The arrival of Windows 8 has given laptop manufacturers something of a conundrum – given that the OS is all about its touchscreen credentials, how can this be utilised within the portable computing form factor.
Toshiba has decided that giving its P845 range a capacitive touchscreen could be the answer, and showed off the new machine at IFA 2012.
Although its looks are never going to wow crowds, the Toshiba Satellite P845t is a very capable machine. It offers the power of third generation Intel core processors, Nvidia Geforce processing and Harmon Kardon speakers, so it is definitely not scrimping on high-end features.
The laptop has been built with media professionals in mind, the 14-inch screen a decent size for those editing photographs and large enough to entice gamers in as well.
And then there's the newly introduced touch functionality. Given that most people have come into contact with touchscreens through portable devices, it's more than a little strange to touch your laptop screen in a vertical position.
It just feels, well, a little odd.
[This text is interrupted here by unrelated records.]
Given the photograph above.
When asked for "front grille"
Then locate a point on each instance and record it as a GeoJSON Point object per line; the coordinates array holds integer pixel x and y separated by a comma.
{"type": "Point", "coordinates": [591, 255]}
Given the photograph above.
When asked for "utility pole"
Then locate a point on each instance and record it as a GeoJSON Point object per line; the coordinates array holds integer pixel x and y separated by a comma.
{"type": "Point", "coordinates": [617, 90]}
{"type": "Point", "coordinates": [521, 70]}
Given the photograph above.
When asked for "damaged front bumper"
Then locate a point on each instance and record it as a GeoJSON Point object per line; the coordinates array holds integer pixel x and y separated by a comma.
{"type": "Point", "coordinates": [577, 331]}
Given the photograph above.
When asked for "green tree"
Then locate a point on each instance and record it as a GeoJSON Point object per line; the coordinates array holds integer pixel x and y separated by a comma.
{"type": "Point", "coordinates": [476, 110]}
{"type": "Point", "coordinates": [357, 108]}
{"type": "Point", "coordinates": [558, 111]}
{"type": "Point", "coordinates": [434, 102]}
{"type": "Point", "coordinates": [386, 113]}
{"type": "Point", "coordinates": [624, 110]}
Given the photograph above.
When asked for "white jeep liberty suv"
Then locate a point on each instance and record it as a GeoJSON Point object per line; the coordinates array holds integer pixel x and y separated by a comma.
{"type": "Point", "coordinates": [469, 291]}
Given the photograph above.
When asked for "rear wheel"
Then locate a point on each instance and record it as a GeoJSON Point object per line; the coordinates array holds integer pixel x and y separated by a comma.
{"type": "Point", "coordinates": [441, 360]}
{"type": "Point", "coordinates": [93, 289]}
And, if you are like us, forever wiping dust off the screen you are not going to be too impressed with the fingerprint trail you are bound to leave on the laptop.
This isn't to say the screen on the Toshiba Satellite P845t doesn't work well. It does – pinching a zooming functionality is great and Windows 8 certainly comes into its own when you use it as a touchscreen OS.
But it is a little confusing for the end user – as there's a perfectly reasonable track pad on board, we seem to veer towards using this far more than poking and prodding the screen.
The continued reaching over the keyboard seemed to be something of an issue as well. We were constantly having to stop our watch and hand grazing the keys.
The Toshiba Satellite P845t is a powerful piece of kit, however. On board is 6GB RAM, 640 GB HDD, 3x USB 3.0 and an optional Blu-ray player.
While the addition of a touchscreen will certainly be of interest to many, the rise of hybrid machines this year may well mean that it gets overlooked.